Joe Magliano, Keith Millis and their colleagues (this issue) describe RSAT, which is an
automated tool for assessing students’ comprehension ability and use of comprehension
strategies by using computational methods to analyze verbal protocols produced on-line while
reading texts. Students read texts on a computer and answer open-ended indirect and direct
questions embedded within the texts. Indirect questions are of the genre What are you thinking
now?, asking the readers to report thoughts regarding their understanding of the sentence in the
context of the passage. Direct questions assess comprehension with specific “wh-” questions
about the text at target sentences. The responses are analyzed for the presence of paraphrases,
bridges, and elaborations, which are reading strategies associated with successful
comprehension. Their studies have confirmed that the automated scores generated by RSAT
correlate highly with humans’ judgments of the presence of the strategies in the protocols. They
also show that RSAT measures correlate with standardized measures of comprehension
including the ACT and the Gates MacGinitie. Further, they demonstrate that the RSAT
measures of comprehension and comprehension strategies account for more variance in
predicting performance on short answer questions about two texts (including a narrative and a
science text).
Some advantages of the RSAT method are that it measures both comprehension ability
and strategy use on line, it does not rely on retrospective self-report, and it can be used across
multiple topics and texts. Some disadvantages are that it only assesses the use of strategies in the
context of a single, somewhat constrained task (reading a text for a somewhat undefined
purpose); it only measures a limited number and type of strategies (i.e., paraphrasing, bridging,
and elaboration); and the use of strategies is intrinsically intertwined with the process of
understanding the text.
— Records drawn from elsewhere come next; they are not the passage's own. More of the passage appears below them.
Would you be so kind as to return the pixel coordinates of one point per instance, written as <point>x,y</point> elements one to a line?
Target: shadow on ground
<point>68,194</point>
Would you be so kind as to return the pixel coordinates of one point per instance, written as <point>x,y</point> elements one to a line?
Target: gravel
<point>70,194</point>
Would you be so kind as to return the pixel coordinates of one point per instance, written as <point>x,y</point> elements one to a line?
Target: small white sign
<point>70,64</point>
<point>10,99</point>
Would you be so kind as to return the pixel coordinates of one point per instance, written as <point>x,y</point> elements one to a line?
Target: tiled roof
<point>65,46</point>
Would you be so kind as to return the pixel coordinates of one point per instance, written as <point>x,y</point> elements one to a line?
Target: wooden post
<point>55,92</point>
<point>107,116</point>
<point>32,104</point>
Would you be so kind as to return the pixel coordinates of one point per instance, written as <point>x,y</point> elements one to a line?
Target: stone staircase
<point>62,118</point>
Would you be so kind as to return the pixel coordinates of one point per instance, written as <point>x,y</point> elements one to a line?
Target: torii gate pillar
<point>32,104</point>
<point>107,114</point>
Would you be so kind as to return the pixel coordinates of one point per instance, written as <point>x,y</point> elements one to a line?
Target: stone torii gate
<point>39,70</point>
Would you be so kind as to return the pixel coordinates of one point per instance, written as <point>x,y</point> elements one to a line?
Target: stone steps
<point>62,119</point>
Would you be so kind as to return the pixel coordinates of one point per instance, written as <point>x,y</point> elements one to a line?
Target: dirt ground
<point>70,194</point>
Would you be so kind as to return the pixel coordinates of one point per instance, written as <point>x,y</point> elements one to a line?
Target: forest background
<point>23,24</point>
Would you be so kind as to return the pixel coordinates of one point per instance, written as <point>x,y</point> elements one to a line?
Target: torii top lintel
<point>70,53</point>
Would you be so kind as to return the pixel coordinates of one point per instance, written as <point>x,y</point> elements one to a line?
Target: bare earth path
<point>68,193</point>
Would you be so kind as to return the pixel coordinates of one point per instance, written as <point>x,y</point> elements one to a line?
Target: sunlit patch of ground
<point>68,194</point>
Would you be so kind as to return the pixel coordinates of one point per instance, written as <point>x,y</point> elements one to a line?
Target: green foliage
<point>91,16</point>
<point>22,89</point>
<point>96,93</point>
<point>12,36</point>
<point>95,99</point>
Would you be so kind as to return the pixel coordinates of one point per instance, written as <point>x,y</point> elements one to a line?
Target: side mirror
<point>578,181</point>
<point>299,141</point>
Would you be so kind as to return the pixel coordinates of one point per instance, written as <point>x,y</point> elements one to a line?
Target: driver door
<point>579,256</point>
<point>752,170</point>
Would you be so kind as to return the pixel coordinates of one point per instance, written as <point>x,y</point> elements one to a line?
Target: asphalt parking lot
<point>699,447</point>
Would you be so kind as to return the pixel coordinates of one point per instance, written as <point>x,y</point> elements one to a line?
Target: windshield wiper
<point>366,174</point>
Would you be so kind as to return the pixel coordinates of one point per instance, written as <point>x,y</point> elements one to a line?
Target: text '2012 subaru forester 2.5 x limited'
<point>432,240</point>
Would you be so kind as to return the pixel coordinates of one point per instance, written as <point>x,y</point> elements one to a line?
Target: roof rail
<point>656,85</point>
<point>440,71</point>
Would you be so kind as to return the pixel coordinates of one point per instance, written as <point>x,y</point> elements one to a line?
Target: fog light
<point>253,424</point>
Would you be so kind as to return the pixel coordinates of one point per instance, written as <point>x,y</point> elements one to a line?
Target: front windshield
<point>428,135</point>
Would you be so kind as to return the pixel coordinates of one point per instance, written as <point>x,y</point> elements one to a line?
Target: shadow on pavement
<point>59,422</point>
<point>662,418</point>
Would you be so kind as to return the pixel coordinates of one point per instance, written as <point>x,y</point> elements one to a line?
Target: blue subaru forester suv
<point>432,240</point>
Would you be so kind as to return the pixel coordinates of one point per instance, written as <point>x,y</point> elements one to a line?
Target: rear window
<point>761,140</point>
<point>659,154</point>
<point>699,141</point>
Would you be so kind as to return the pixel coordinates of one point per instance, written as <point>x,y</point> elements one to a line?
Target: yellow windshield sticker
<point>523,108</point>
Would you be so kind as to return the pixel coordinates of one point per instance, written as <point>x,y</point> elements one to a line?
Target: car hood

The latter problem is less of a concern than in the study conducted by
Cromley and Azevedo, however, because RSAT is measuring traces of the strategies within the
verbal protocols, and Magliano et al. statistically demonstrate that these traces are separable
constructs from the comprehension outcomes. What is less evident is how to separate among the
traces of strategy use, those that result from automatic and those that result from conscious
strategic processes. When a reader thinks aloud about thoughts about a text or to answer a
question, those responses may include a paraphrase or bridging inference that resulted from
automatic, skilled comprehension processes, or from concerted efforts to understand a
challenging text. For this reason, Magliano et al. refer to these traces as comprehension processes
rather than strategies. The outcome of RSAT is consequently an assessment of what processes
contribute most to the comprehension outcome, rather than whether or the degree to which the
reader is strategic.
Philip Winne and Krista Renee Muis focused on judgments of accuracy (i.e., calibration,
addressing the general issue of the appropriateness of using the signal detection statistic d’ when
measuring calibration as opposed to gamma (G), and how those judgments varied across
domains (i.e., general, word, and mathematics knowledge). Although high calibration does not
necessarily indicate that a student will be strategic, calibration is pertinent to strategy use
because students must be able to judge the potential accuracy of their performance to know
whether to use strategies when comprehending and learning. They investigate the
appropriateness of d’ in estimating calibration because it expands researchers’ ability to examine
calibration across domains and contexts.
After completing three 40-item short answer (1-2 words) knowledge tests, 266
undergraduate students assessed the correctness of each answer using a 5-point Likert scale.
Students were least accurate on the word knowledge assessment, but according to both the G and
d’ statistics, calibration was high overall, but lowest for the mathematics test. Winne and Muis
(this issue) further found large correlations between G and d’ (r = .63-.71); however, they did not
calculate correlations correcting for variance, which may have shown higher correlations.
While Winne and Muis (this issue) conclude that d’ is a valid and viable statistic to be
used when assessing calibration, their evidence is scant. They certainly show that d’ can be used
and that there is some overlap between d’ and G. But there is no evidence provided to indicate
that d’ prime is more or less valid than G because there were no other criterion measurements.
Another consideration is potential differences between the tests. While it was found that
calibration varied as a function of test, this variance may well have emerged from similarities
and differences between the items comprising the tests (rather than domain itself).
Conclusions
In conclusion, this collection of articles reflects growing concerns and increased efforts to
develop reliable and valid measures of strategy use and metacomprehension strategies. The
challenges in doing so are enormous. In the case of Cromley and Azevedo (this issue), their
survey could not account for substantial unique variance in comprehension, likely because it
involved so many of the processes tapped by the other measures (including word knowledge,
prior knowledge, and comprehension processes). Bråten and Strømsø (this issue) similarly found
disappointingly weak relationships between their survey and comprehension. Schellings (this
issue) did not investigate relationships with comprehension but found stronger relationships
between a think aloud and a survey than have been found previously, though perhaps at the cost
of reliability. The most successful approach, it seems, was that adopted by Magliano, Millis, and
colleagues (this issue) who leveraged technology to assess on-line verbal protocols, though also
not without eliciting some concerns.
Two pervading issues often surface regarding attempts to assess strategy use: the degree
to which the processes are automatic versus conscious, and the degree to which they are induced
versus naturally occurring. Some seek to distinguish between comprehension and strategic
processes parallel to the distinction between automatic and conscious controlled processes.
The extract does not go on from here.